Rotary Power International's (RPI) proposal for prime and alternate engines to two prime contractors (UDC and General Dynamics) for their proposals for the US Marines' Advanced Amphibious Assault Vehicle, (1995)
RPI had no proposal capability and needed to prepare proposals to both United Defense Systems and to General Dynamics, for both a primary engine and an alternate engine program—four, 200-page proposals. Furthermore, the proposals had to be delivered in both hard copy and in WordPerfect 6.0 for Windows. RPI had WordPerfect 5.0 for DOS, and one portable computer with WordPerfect 6.0 installed. RAI used Word for Windows 6.0 on its own portable computers. Mr. and Mrs.
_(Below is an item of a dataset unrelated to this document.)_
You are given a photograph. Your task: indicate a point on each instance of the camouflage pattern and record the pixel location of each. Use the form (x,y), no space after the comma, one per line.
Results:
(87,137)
Ransone orchestrated completion of all four proposals from scratch in only three weeks, with the excellent support of RPI and its willingness to follow directions.
Esterline Armtec proposal for aircraft decoy flares to the U.S. Army (2004)
The customer planned two awards, one for 45% and the other for 55% of the total acquisition, in order to maintain a production line in the event of an accident on one line. There were three bidders. Armtec was ISO certified and had the quality procedures, but was concerned about some details. We observed that all of their production people were incredibly dedicated and committed to producing the best flares possible - some had been with the company for 40 years; some had relatives in Iraq and stated their recognition of the importance of producing flares that worked right every time. We established the theme that "At Armtec, quality is not inspected in, it is built in throughout the process because of the dedication and commitment of our people." Our manufacturing process flow chart showed pictures of each individual doing his/her job, with a statement from each person. Our proposal scoring was identical to our major competitor's, except for the Quality section - our competitor was scored "Good" and we were scored "Excellent." As a result, Armtec was awarded the 55% contract, bought the losing company, and is now the world's largest producer of decoy flares. The president of the company presented us with a framed picture and a brass name plate that stated: "We couldn't have won without you."